To conclude, the UK will continue to work with partners to pioneer scientific breakthroughs, to invest in detection and treatment, and to strengthen health systems globally. That is the only way that we will make tuberculosis a thing of the past.
I thank hon. Members, but I am a bit disappointed that not many joined us for such an important debate. As a Member, I can understand that people’s priorities are different on a Thursday afternoon and when there is a one-line Whip in place. However, I am grateful to the hon. Member for Strangford (Jim Shannon) for joining us, and I thank my hon. Friend the Member for West Ham (Ms Brown) for contributing on behalf of the Opposition. I am pleased to hear a conciliatory tone from the Minister—given the sensitivity of the issue, sometimes misunderstandings can arise.
From the APPG’s point of view and my personal point of view, we are here to work together and support the Minister and the Government to ensure that we achieve our goals, so the most important thing is understanding how we can best work together. I am glad that the Minister pointed to that partnership role in her contribution. I am also grateful for her announcement of £6 million for TB REACH, and I am sure that more will come in the future.
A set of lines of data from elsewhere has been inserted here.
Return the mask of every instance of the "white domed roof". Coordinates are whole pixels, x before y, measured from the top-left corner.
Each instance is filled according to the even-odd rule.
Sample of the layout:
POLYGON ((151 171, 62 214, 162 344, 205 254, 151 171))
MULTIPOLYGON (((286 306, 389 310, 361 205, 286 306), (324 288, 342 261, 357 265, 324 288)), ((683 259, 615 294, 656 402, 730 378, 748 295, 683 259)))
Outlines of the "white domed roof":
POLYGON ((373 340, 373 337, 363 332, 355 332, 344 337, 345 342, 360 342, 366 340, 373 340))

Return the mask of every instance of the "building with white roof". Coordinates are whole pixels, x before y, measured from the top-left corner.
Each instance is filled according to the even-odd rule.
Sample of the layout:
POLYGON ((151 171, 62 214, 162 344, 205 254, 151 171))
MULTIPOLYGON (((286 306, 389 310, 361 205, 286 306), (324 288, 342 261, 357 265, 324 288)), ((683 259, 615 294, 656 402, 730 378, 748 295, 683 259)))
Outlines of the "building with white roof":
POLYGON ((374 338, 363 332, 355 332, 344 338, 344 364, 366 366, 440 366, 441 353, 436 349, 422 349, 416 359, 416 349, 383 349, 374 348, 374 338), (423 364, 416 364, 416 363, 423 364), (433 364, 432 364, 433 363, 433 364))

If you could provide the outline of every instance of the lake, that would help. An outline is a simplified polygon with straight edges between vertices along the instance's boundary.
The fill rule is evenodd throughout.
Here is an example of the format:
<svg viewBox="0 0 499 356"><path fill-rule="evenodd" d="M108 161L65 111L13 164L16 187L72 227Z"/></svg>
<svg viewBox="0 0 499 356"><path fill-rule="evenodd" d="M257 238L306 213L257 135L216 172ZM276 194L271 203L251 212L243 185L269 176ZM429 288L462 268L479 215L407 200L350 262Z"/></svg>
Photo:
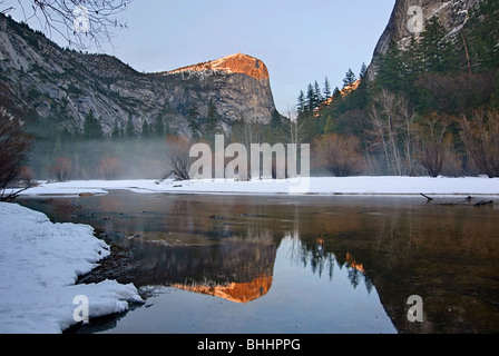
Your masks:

I will not repeat what I have already said. As no solution can be found overnight, it will be a long struggle. I have been in a TB campaigning role for more than 25 years. Before I joined Parliament, I was a local councillor and involved in TB activism, and I look forward to working with the Minister and the Government —not only so we can eradicate TB in Britain, but so we can be the best partners in eradicating TB globally.
Thank you, Mrs Murray, for the way you have chaired the debate; although you have not been under a lot of pressure, I thank you for giving me the longest time to contribute.
Question put and agreed to.
Resolved,
That this House has considered World TB Day 2022.